Vanaf dat moment was de portretschilderkunst aan het hof in Spaanse handen. In zijn tijd als hofschilder maakte Sánchez Coello vooral portretten van de koninklijke familie, zowel ten voeten uit als ten voeten uit. Het formaat en de uitdrukking van de hoofse levensstijl van de portretten voldeden aan de representatiebehoeften van de koning en de adel. Het was geen toeval dat veel van dergelijke portretten naar andere hoven werden gezonden, waar zij bestaande banden versterkten en de aanspraak van de heerser op macht onderstreepten. Het eerste portret dat met zekerheid aan Sánchez Coello kan worden toegeschreven is het portret van de Infante Don Carlos. De schilder schilderde meerdere malen de Infanta Isabella Clara Eugenia, evenals haar zuster Katharina Michaela. Zijn goede relatie met Anne van Oostenrijk kwam ook tot uiting in een portret, en het enige bewaard gebleven portret van Filips II is ook van zijn hand. Naast de vele portretten maakte Sánchez Coello ook enkele religieuze werken, zoals het "Huwelijk van de heilige Catharina" (El Escorial) of "Sebastiaan met Christus en Maria" in San Geronimo in Madrid.

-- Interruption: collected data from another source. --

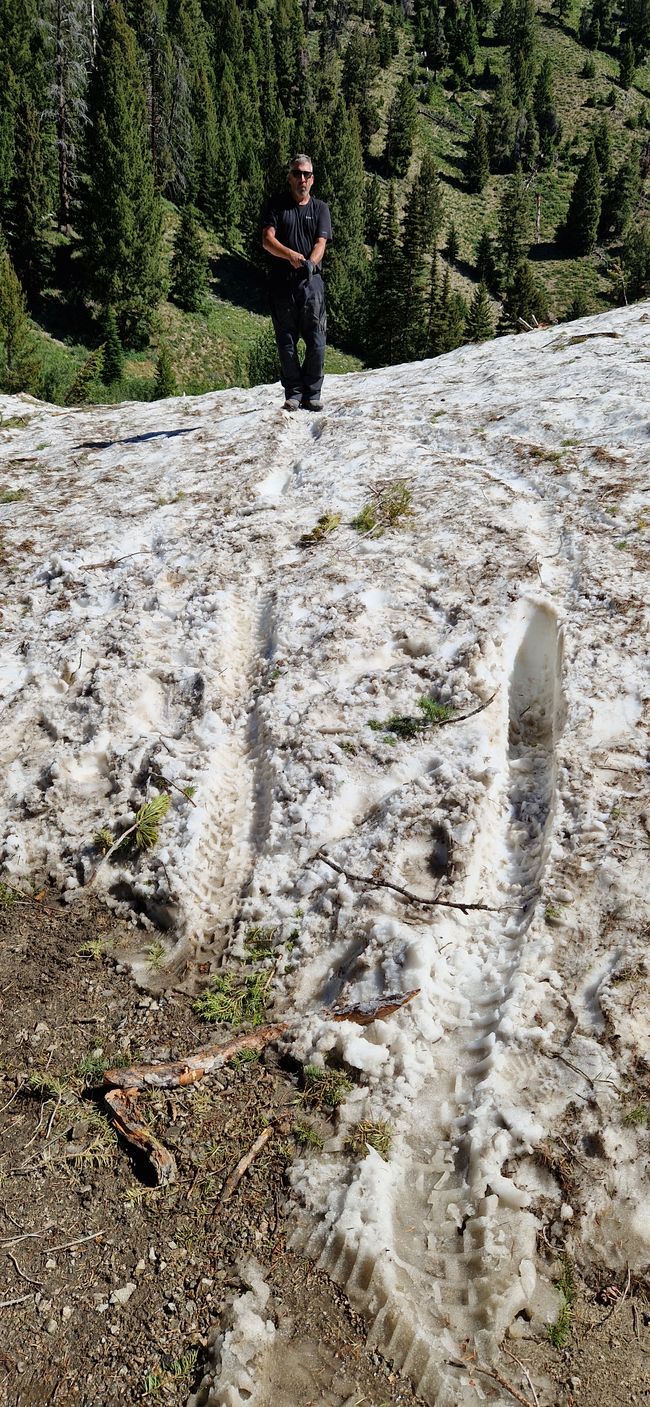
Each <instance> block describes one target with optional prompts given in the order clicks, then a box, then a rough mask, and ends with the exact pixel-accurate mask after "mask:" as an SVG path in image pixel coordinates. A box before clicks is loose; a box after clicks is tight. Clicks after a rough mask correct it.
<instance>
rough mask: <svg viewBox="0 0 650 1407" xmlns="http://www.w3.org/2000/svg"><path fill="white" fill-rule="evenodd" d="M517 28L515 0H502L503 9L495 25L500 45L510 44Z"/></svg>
mask: <svg viewBox="0 0 650 1407" xmlns="http://www.w3.org/2000/svg"><path fill="white" fill-rule="evenodd" d="M514 28H515V0H501V8H499V13H498V18H497V24H495V35H497V41H498V44H509V42H511V39H512V31H514Z"/></svg>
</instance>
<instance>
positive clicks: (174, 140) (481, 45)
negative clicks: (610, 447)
mask: <svg viewBox="0 0 650 1407" xmlns="http://www.w3.org/2000/svg"><path fill="white" fill-rule="evenodd" d="M294 152H308V153H310V155H311V158H312V162H314V170H315V183H314V194H315V196H318V197H321V198H324V200H326V201H328V204H329V207H331V212H332V227H333V235H335V238H333V241H332V245H331V248H329V250H328V255H326V269H325V272H326V290H328V318H329V333H328V338H329V343H331V346H329V348H328V363H326V369H328V370H331V371H335V370H336V371H340V370H346V369H350V370H353V369H359V367H360V366H385V364H393V363H398V362H408V360H415V359H419V357H431V356H438V355H440V353H443V352H449V350H452V349H454V348H456V346H459V345H461V343H463V342H477V340H485V339H488V338H492V336H498V335H501V333H502V332H525V331H526V328H530V326H535V325H536V324H537V322H546V321H550V319H567V318H575V317H581V315H585V314H591V312H598V311H602V310H605V308H606V307H611V305H613V304H622V303H632V301H635V300H639V298H644V297H647V295H649V294H650V214H649V211H650V201H649V191H650V182H649V172H650V0H302V3H300V0H239V3H236V0H0V390H3V391H6V393H15V391H25V393H28V394H32V395H38V397H44V398H46V400H49V401H53V402H60V404H69V405H73V404H82V402H84V401H97V402H107V401H118V400H127V398H131V400H134V398H144V400H149V398H153V397H159V395H172V394H176V393H183V391H184V393H189V394H191V393H204V391H208V390H212V388H218V387H227V386H235V384H239V386H252V384H257V383H262V381H270V380H274V378H276V376H277V370H276V362H274V356H276V353H274V342H273V336H272V333H270V322H269V319H267V317H266V301H265V257H263V253H262V248H260V229H262V210H263V204H265V198H266V197H267V196H269V194H270V191H273V190H276V189H279V187H283V186H284V183H286V169H287V162H288V159H290V158H291V155H293V153H294Z"/></svg>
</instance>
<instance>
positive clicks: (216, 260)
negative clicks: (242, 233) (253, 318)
mask: <svg viewBox="0 0 650 1407" xmlns="http://www.w3.org/2000/svg"><path fill="white" fill-rule="evenodd" d="M210 273H211V279H212V293H214V294H215V295H217V297H218V298H221V300H222V303H232V304H235V307H238V308H246V311H248V312H259V314H266V312H267V311H269V307H267V295H266V280H265V274H263V272H262V270H260V269H256V267H255V265H250V263H246V260H245V259H242V256H241V255H234V253H224V255H218V257H217V259H211V260H210Z"/></svg>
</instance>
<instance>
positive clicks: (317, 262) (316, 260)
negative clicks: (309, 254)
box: [310, 235, 328, 265]
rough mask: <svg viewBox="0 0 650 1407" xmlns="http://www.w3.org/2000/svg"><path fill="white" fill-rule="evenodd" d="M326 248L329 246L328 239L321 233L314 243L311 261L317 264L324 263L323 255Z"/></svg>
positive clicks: (311, 253) (311, 250)
mask: <svg viewBox="0 0 650 1407" xmlns="http://www.w3.org/2000/svg"><path fill="white" fill-rule="evenodd" d="M326 248H328V241H326V239H325V235H321V236H319V238H318V239H317V242H315V245H314V249H312V250H311V255H310V259H311V262H312V263H317V265H319V263H322V256H324V253H325V249H326Z"/></svg>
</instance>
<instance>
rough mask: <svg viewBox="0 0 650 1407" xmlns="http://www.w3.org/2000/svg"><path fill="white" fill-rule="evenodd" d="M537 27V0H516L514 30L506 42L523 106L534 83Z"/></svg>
mask: <svg viewBox="0 0 650 1407" xmlns="http://www.w3.org/2000/svg"><path fill="white" fill-rule="evenodd" d="M537 28H539V25H537V13H536V8H535V0H516V3H515V14H514V23H512V32H511V35H509V38H508V41H506V42H508V48H509V65H511V73H512V83H514V87H515V96H516V98H518V101H519V103H521V104H522V106H523V104H525V103H526V101H528V97H529V93H530V89H532V84H533V75H535V59H536V49H537Z"/></svg>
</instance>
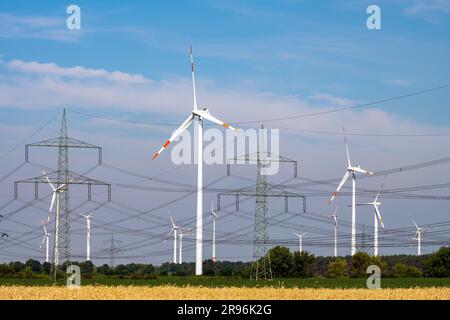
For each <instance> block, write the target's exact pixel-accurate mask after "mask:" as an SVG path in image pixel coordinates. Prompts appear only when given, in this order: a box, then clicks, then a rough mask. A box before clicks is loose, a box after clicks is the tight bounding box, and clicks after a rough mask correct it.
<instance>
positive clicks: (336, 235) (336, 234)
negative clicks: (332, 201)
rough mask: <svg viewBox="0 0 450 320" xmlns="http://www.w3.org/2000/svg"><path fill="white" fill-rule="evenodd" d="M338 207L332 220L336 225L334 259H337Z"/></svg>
mask: <svg viewBox="0 0 450 320" xmlns="http://www.w3.org/2000/svg"><path fill="white" fill-rule="evenodd" d="M337 209H338V208H337V207H336V209H335V210H334V212H333V214H332V215H331V218H332V219H333V223H334V257H335V258H336V257H337V215H336V213H337Z"/></svg>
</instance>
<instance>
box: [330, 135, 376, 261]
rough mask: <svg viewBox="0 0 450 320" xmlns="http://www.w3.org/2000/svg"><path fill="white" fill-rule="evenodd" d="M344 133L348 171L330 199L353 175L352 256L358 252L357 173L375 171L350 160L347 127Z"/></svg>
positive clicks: (352, 201)
mask: <svg viewBox="0 0 450 320" xmlns="http://www.w3.org/2000/svg"><path fill="white" fill-rule="evenodd" d="M343 133H344V142H345V149H346V151H347V162H348V167H347V172H346V173H345V175H344V177H343V178H342V180H341V182H340V183H339V185H338V187H337V189H336V191H335V192H333V196H332V197H331V199H330V202H329V203H331V202H333V200H334V199H335V198H336V196H337V194H338V192H339V191H340V190H341V188H342V186H343V185H344V184H345V183H346V182H347V180H348V178H349V177H350V176H351V177H352V248H351V254H352V256H353V255H354V254H355V253H356V174H357V173H364V174H369V175H373V172H371V171H368V170H365V169H362V168H361V167H360V166H352V163H351V161H350V152H349V151H348V143H347V137H346V135H345V128H343Z"/></svg>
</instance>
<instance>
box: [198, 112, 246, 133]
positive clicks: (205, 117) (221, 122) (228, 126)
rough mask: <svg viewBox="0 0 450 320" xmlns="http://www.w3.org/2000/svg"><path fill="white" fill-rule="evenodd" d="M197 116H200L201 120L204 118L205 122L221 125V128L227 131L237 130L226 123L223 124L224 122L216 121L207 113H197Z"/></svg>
mask: <svg viewBox="0 0 450 320" xmlns="http://www.w3.org/2000/svg"><path fill="white" fill-rule="evenodd" d="M199 114H200V116H201V117H202V118H205V119H207V120H209V121H211V122H214V123H216V124H218V125H221V126H223V127H225V128H227V129H231V130H233V131H237V130H238V129H237V128H235V127H232V126H230V125H229V124H228V123H225V122H223V121H221V120H219V119H217V118H216V117H214V116H213V115H211V114H210V113H209V112H199Z"/></svg>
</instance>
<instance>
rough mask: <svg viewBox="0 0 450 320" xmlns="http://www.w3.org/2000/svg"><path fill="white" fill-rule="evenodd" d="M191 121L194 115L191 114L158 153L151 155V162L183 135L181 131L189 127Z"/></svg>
mask: <svg viewBox="0 0 450 320" xmlns="http://www.w3.org/2000/svg"><path fill="white" fill-rule="evenodd" d="M192 120H194V115H192V114H191V115H190V116H189V117H188V118H187V119H186V120H185V121H184V122H183V123H182V124H181V126H180V127H179V128H178V129H177V130H175V131H174V133H173V134H172V135H171V136H170V138H169V140H167V141H166V142H165V143H164V144H163V146H162V147H161V149H159V150H158V152H156V153H155V154H154V155H153V158H152V160H155V159H156V158H157V157H158V156H159V155H160V154H161V152H163V151H164V149H166V148H167V147H168V146H169V144H171V143H172V141H173V140H175V139H176V138H177V137H178V136H179V135H180V134H181V133H183V131H184V130H186V129H187V128H188V127H189V126H190V125H191V123H192Z"/></svg>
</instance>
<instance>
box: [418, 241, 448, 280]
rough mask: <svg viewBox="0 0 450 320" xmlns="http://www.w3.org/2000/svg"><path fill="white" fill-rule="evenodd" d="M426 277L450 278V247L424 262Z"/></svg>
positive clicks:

Zijn religieuze schilderijen vallen verder niet op. Zij voldoen aan de conventies van de tijd en zijn goed uitgevoerd wat het vakmanschap betreft. Zijn portretten daarentegen gaven deze kunstvorm een voornaamheid die tot Velazques als typisch Spaans zou worden beschouwd. De invloeden van zijn leermeester Antonio Moro zijn even herkenbaar als de indruk die Titiaan op hem maakte. Maar de waardige ernst van de voorstelling, de warme kleuren, de lichtheid van de pose en de uitstekende technische uitvoering getuigen van het onafhankelijke talent van de schilder, die de formaliteit en bescheidenheid van het Spaanse hof op voorbeeldige wijze vastlegde. Na zijn dood in 1588 nam een reeks leerlingen zijn artistieke nalatenschap over.